Котолынов, Шатский, Румянцев, Левин и другие лица, арестованные в связи с убийством Кирова, действительно одно время проводили активную оппозиционную деятельность. В 1928–1929 годах в связи с подачей заявлений об отходе от оппозиции все упомянутые выше лица, кроме Шатского, были восстановлены в партии. Однако и после разгрома партией зиновьевской оппозиции, изредка встречаясь между собой, высказывались за возвращение Зиновьева и Каменева к партийному руководству, резко критиковали деятельность Сталина и некоторых других руководителей партии. Такое их поведение было известно партийным органам и органам госбезопасности. Однако, якобы по своей политической слепоте или же заведомо покрывая их, соответствующие органы не приняли никаких мер. Более того, есть документальные подтверждения такого факта — Киров лично отклонил предложение начальника Ленинградского управления НКВД подвергнуть репрессиям ряд лиц, которые в дальнейшем проходили по делу так называемого «Ленинградского террористического зиновьевского центра» — такое название получил процесс над Николаевым и его мнимыми соучастниками.

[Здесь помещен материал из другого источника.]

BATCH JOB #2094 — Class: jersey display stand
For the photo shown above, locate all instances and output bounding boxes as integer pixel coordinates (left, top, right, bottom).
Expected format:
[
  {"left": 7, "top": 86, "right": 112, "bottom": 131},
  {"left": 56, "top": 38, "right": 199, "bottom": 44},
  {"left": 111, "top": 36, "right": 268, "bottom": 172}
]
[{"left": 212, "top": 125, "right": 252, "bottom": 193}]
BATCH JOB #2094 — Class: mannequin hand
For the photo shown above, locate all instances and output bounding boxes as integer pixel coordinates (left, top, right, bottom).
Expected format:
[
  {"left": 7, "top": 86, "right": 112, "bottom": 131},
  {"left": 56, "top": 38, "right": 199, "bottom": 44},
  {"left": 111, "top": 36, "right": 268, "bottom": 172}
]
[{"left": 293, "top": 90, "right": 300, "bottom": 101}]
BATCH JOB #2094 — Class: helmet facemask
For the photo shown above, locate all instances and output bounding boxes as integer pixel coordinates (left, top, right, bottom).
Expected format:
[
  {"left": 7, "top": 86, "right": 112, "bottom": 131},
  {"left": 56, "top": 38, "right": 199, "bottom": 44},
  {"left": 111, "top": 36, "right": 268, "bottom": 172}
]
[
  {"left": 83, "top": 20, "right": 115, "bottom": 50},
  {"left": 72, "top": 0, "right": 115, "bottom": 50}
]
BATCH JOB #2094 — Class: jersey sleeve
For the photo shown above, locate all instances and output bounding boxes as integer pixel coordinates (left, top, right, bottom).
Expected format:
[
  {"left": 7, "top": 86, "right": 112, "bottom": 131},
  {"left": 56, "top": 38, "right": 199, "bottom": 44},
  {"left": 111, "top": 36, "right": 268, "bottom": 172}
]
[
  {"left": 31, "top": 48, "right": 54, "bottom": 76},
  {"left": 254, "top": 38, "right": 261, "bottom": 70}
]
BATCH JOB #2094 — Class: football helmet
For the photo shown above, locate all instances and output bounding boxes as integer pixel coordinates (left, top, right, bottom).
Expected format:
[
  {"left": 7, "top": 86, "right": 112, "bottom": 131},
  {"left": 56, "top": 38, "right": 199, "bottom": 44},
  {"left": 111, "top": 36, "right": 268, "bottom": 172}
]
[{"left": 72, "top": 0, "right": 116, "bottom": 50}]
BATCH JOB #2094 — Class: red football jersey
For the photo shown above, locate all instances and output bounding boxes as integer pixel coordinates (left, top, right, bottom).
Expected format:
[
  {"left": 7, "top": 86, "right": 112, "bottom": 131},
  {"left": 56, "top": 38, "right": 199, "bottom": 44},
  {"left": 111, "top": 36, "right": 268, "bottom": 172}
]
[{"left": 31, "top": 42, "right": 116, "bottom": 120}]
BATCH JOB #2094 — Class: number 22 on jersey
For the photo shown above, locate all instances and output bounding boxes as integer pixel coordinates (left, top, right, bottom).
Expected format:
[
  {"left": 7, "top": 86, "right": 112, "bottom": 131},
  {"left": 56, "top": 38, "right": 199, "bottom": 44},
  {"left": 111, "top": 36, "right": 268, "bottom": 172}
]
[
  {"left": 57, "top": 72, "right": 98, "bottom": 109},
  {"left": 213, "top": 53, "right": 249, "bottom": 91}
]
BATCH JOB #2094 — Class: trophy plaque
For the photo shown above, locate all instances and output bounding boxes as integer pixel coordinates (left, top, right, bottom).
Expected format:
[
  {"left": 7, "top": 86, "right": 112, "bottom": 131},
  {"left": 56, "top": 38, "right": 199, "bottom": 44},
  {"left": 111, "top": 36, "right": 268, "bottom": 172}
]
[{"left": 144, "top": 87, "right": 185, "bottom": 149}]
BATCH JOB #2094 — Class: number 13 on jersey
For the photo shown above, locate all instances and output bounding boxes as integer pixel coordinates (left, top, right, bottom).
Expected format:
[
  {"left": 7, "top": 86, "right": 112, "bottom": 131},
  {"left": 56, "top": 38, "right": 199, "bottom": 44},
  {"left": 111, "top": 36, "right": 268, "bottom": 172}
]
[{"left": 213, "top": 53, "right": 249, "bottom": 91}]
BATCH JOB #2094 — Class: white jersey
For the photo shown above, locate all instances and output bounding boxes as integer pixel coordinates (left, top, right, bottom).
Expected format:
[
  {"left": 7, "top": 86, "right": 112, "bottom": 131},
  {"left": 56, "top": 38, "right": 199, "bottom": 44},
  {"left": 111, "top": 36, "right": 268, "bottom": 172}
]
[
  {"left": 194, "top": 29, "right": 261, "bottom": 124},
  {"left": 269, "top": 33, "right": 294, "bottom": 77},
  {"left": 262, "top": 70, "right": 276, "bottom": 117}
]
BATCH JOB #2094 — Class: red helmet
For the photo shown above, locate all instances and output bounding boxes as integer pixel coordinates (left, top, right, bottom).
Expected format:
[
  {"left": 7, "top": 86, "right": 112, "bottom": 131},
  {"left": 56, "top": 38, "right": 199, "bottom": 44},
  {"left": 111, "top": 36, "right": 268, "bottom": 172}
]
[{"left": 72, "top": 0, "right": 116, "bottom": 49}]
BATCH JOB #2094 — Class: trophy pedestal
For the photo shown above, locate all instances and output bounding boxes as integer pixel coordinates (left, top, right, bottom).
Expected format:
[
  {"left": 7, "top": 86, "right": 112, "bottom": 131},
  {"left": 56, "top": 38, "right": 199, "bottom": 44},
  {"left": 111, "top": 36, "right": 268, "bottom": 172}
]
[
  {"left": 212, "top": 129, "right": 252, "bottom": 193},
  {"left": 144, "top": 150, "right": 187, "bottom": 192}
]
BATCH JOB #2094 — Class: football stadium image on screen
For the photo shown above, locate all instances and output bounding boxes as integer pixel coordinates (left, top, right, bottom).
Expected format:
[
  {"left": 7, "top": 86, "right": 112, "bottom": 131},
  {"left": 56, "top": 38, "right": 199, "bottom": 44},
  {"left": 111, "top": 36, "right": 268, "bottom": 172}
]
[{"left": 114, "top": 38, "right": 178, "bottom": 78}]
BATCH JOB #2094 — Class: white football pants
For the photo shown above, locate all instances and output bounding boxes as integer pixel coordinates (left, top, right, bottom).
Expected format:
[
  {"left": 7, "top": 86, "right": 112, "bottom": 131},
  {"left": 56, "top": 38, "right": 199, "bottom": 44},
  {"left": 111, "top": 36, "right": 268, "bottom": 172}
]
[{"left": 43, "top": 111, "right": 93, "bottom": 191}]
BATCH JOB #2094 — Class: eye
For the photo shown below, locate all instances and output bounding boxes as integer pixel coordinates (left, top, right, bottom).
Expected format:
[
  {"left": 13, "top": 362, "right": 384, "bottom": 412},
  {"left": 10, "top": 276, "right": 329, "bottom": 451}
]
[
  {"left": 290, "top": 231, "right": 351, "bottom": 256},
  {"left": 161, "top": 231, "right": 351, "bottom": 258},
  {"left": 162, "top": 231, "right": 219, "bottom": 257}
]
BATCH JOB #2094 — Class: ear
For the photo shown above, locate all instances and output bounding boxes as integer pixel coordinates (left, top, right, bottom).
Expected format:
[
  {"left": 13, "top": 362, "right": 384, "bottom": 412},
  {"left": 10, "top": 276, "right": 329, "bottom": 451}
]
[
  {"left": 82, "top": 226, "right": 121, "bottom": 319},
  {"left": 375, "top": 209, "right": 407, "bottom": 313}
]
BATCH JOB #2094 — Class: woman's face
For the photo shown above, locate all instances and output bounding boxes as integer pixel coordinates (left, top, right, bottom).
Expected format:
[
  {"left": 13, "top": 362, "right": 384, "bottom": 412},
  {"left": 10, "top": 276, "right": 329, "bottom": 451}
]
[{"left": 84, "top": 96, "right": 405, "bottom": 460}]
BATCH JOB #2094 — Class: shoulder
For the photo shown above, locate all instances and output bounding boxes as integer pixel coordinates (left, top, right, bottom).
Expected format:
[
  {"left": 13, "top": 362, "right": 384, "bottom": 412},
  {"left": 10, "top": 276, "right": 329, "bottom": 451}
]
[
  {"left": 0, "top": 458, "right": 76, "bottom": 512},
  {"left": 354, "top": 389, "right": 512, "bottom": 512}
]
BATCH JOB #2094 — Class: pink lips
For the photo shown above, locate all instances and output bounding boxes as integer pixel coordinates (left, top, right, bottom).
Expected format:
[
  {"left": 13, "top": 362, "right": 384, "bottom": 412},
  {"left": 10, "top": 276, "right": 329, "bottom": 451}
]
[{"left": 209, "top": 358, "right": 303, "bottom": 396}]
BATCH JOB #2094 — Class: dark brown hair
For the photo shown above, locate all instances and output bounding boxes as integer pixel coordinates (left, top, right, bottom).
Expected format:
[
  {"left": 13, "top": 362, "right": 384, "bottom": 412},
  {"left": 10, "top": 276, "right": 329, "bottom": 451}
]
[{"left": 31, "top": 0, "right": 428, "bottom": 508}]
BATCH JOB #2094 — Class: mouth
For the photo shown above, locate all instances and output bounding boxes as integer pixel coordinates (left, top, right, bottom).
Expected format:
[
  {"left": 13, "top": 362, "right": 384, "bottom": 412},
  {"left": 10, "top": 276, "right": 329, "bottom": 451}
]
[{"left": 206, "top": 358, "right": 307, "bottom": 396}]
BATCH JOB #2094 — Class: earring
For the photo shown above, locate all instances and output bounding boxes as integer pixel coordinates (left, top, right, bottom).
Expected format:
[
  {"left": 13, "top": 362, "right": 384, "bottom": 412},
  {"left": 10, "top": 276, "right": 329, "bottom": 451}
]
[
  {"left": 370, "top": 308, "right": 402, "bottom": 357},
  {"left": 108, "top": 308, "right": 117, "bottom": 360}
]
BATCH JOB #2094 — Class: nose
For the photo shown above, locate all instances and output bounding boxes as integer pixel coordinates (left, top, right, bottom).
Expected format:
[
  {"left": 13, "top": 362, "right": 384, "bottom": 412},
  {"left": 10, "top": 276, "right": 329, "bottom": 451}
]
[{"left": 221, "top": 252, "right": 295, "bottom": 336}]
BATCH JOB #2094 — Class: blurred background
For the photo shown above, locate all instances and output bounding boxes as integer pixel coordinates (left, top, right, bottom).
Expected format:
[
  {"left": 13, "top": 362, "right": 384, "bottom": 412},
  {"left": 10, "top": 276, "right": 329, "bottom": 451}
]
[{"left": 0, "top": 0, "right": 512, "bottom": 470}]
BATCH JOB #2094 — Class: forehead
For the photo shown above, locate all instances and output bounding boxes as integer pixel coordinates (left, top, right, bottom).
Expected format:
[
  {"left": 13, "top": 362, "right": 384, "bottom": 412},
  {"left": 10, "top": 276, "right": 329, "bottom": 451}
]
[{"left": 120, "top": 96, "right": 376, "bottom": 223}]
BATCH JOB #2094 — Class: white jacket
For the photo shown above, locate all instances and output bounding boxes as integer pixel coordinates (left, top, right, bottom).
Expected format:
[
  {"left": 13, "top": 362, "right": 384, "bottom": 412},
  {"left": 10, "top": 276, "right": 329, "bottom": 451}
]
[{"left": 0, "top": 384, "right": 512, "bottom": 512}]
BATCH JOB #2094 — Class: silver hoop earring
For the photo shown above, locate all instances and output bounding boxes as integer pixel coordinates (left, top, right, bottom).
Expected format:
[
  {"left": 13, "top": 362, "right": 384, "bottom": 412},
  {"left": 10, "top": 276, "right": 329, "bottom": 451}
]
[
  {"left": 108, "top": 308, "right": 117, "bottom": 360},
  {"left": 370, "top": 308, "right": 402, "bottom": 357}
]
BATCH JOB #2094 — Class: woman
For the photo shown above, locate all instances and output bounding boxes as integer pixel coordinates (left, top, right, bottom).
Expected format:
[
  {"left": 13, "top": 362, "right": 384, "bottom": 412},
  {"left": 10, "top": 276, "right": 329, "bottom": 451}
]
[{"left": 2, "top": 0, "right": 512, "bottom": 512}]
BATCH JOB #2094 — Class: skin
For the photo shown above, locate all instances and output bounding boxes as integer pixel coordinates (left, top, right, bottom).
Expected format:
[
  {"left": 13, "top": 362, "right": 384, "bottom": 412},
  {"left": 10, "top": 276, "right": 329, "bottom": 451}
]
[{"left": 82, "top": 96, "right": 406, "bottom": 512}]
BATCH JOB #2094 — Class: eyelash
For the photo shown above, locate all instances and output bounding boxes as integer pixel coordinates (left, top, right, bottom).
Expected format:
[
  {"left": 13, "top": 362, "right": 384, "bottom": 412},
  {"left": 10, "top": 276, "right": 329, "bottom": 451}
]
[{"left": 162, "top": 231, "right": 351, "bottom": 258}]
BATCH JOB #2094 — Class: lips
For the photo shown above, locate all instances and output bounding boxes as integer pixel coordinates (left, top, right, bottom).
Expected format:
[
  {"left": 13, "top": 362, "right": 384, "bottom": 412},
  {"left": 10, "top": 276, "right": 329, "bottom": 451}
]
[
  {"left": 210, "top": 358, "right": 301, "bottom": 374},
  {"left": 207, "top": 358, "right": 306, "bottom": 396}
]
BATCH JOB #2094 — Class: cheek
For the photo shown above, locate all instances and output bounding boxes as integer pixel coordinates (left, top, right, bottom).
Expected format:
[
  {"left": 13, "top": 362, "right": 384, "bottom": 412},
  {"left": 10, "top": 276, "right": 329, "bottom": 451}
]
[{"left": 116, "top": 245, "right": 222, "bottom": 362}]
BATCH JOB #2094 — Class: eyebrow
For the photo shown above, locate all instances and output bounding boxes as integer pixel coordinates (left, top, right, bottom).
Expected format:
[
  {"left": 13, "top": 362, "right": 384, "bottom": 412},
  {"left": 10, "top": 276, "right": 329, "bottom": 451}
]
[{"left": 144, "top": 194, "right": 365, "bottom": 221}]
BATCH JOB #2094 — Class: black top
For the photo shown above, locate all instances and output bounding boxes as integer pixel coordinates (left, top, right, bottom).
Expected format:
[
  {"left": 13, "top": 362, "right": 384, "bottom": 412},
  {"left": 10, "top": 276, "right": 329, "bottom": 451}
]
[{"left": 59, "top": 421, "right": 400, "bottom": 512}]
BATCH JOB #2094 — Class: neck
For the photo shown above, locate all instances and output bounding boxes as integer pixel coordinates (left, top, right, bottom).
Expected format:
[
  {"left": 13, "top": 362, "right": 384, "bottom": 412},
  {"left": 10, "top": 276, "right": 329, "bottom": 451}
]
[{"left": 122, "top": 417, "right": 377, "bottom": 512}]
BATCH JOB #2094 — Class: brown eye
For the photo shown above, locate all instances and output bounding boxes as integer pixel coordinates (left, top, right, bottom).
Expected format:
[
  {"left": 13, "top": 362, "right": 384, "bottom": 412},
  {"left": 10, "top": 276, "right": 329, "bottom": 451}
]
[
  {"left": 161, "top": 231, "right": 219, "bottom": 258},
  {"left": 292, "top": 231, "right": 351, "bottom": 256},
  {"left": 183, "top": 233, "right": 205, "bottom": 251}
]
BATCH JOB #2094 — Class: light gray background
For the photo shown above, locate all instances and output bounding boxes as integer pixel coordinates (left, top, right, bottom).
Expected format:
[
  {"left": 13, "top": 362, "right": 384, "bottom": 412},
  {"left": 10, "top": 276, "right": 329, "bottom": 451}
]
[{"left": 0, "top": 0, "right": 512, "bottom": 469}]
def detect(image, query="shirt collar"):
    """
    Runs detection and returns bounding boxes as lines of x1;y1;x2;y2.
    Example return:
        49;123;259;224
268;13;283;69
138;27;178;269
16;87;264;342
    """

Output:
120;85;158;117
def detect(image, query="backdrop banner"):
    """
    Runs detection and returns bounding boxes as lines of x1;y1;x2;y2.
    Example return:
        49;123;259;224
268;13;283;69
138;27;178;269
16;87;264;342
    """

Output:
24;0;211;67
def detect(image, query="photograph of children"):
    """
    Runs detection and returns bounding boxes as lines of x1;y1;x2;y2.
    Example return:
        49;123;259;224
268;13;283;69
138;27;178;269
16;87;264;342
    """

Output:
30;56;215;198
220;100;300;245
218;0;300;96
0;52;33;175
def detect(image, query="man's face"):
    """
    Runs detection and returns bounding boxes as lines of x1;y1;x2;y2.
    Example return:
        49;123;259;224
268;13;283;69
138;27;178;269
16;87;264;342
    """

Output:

О том, к каким грязным методам прибегали органы НКВД, чтобы притянуть зиновьевцев к убийству Кирова, говорит следующий факт. Одна из сексоток некая М. Волкова написала письмо в ЦК КПСС в 1956 году, где уверяла, что предупреждала НКВД о том, что Кирова собираются убить. О характере и серьезности ее информации можно судить на основе следующего ее заявления:

«После того, как я вышла из Дома предварительного заключения, я пошла на пленум райсовета, ибо я была член Совета. После пленума явилась домой. Дома меня ждал Николаев и мы с ним поехали в Лигово в особняк некоего члена ЦК партии Шадручина (так я его знала). Дорогой в машине меня Николаев спросил: что скажи правду, ты на нас заявляла в ОГПУ, его об этом предупредил Запорожец. Я засмеялась, обозвала его сумасшедшим, но он мне сказал, что если это правда, то первая пуля из его нагана будет моя, я сказала — принимаю. Наш разговор на этом закончился. Когда мы приехали в Лигово, то там было несколько человек из Москвы, которых мне Николаев назвал по фамилии: Зиновьев, Каменев, Евдокимов. Там выгружена была подводная лодка с ящиками (груз был доставлен из Германии), ящики прятали в подвал под особняком. — в комнате под ковром был люк и туда все опускали. Я оттуда, т. е. из одного ящика, взяла один предмет как вещественное доказательство, привезла своему начальнику Соколову (это оказалась граната)»[798].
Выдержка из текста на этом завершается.